En témoignent par exemple un communiqué du Comité économique et social européen daté du 2 septembre 2010, ou encore le fait que la Commission européenne a demandé aux autorités françaises "des informations détaillées sur le fait de savoir si et dans quelle mesure les garanties requises (par le droit européen) ont été appliquées dans des cas récents" de reconduites aux frontières de ressortissants bulgares et roumains. Quant au Parlement européen, dont la Commission Justice et Affaires intérieures a déjà abordé le sujet le 2 septembre, il va se saisir de la question à l’occasion d’un débat en plénière prévu le 7 septembre prochain, mais le président de l’institution, Jerzy Buzek, a d’ores et déjà rappelé que, dans la mesure où tous les citoyens européens ont les mêmes droits au sein de l'UE, "nul ne peut être expulsé d'un pays simplement parce qu'il appartient à la minorité rom".
Les socialistes luxembourgeois tiennent quant à eux à faire part de leur "incompréhension" et de leurs "préoccupations vis-à-vis du démantèlement massif des camps de Roms sur le territoire de la République". Ils entendent ainsi "se joindre aux critiques formulées par les différentes institutions européennes, l’Organisation des Nations Unies (ONU), et même l’Eglise catholique, vis-à-vis du démantèlement massif des camps de Roms sur le territoire de la République".
Les deux députés citent à titre d’exemple que Pierre-Richard Prosper, rapporteur du Comité contre l’élimination de la discrimination raciale (CERD), qui a clos le 27 août dernier les travaux de sa 77e session, a souligné que le fait de viser un groupe plutôt que des individus est contraire aux obligations de la France, signataire de conventions internationales.
A leurs yeux, "bien que ces camps revêtent un caractère illégal, les mesures coercitives appliquées systématiquement ne sont pas une réponse adéquate à une problématique liée à la misère".
"L’émigration massive de la première minorité ethnique en Europe, à savoir les Roms, constitue avant tout un acte de survie en réponse à la discrimination structurelle grave que subit ce peuple.

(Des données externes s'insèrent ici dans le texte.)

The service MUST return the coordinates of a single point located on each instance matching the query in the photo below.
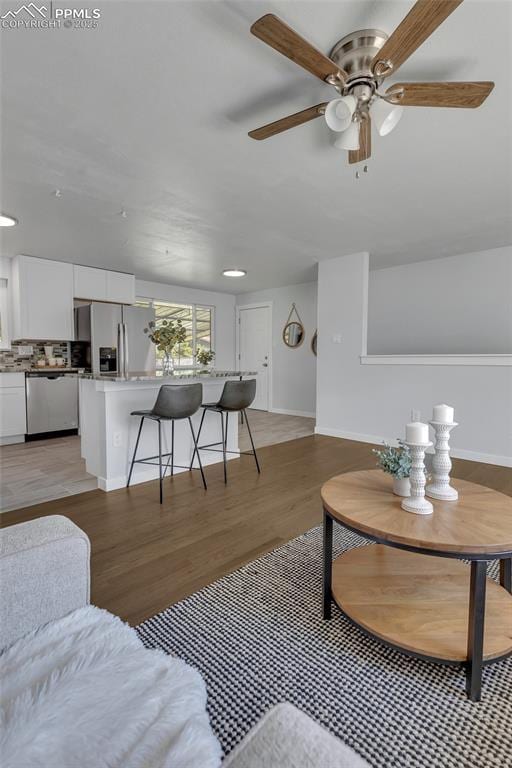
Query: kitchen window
(198, 321)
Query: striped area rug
(258, 638)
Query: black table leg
(506, 574)
(327, 556)
(476, 629)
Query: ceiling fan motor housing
(354, 55)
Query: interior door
(254, 341)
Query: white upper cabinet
(90, 283)
(120, 288)
(103, 285)
(42, 299)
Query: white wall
(224, 303)
(293, 370)
(373, 403)
(459, 304)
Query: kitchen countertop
(39, 369)
(158, 375)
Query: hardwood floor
(146, 556)
(43, 470)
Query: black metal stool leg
(252, 443)
(327, 556)
(223, 446)
(195, 439)
(160, 458)
(506, 574)
(135, 452)
(172, 448)
(477, 587)
(196, 449)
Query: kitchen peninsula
(108, 432)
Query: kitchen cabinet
(103, 285)
(89, 283)
(42, 299)
(13, 414)
(120, 288)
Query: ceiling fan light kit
(349, 139)
(357, 66)
(338, 113)
(386, 116)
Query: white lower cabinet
(13, 409)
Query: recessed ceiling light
(7, 221)
(234, 272)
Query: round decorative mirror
(293, 334)
(313, 342)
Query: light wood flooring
(43, 470)
(272, 428)
(146, 556)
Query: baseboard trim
(12, 439)
(456, 453)
(288, 412)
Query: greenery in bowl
(394, 461)
(204, 356)
(168, 334)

Ils sont marginalisés et vivent sous des conditions souvent déplorables et insalubres, faute d’interventions nationales et internationales efficaces", poursuivent Lucien Lux et Alex Bodry.
Pour les socialistes luxembourgeois, "la politique menée par le gouvernement français à l’heure actuelle prend une envergure très inquiétante étant donné qu’elle va à l’encontre des principes sur lesquels se base l’Union européenne et ne respecte pas le Traité sur l’UE". Ils citent notamment l’article 2 du traité qui stipule : "L'Union est fondée sur les valeurs de respect de la dignité humaine, de liberté, de démocratie, d'égalité, de l'État de droit, ainsi que de respect des droits de l'Homme, y compris des droits des personnes appartenant à des minorités. Ces valeurs sont communes aux États membres dans une société caractérisée par le pluralisme, la non-discrimination, la tolérance, la justice, la solidarité et l'égalité entre les femmes et les hommes".
Aussi, Lucien Lux et Alex Bodry déclarent-ils à l’Ambassadeur de France que "mener une politique qui stigmatise une ethnie/une minorité n’est guère compatible avec les valeurs de la République Française et celles de l’Union européenne".
"L’attitude du Président de la République et de son gouvernement est d’autant plus incompréhensible que cette campagne intervient un mois après le rapport de la Commission Européenne contre le racisme et l’intolérance (ECRI) du Conseil de l’Europe et la résolution adoptée par le Comité des Ministres du 30 juin 2010 constatant la violation par la France de la Charte sociale européenne suite à la plainte du centre européen des droits des Roms (CEDR)", poursuivent les deux députés.
Alex Bodry et Lucien Lux plaident, plutôt que de "les expulser et de les marginaliser", pour des efforts visant à "une intégration durable" des Roms qui, "en tant que citoyens européens, ont le droit à la libre circulation au sein de l’UE". Le fait qu’environ deux tiers des Roms vivant en France sont sédentaires constitue à leurs yeux une bonne base de départ pour engager ce processus d’intégration et ils ajoutent que "leur garantir les droits fondamentaux qui leur incombent en tant que ressortissants européens, leur donner accès au logement et au travail seraient des démarches prometteuses vers une intégration réussie".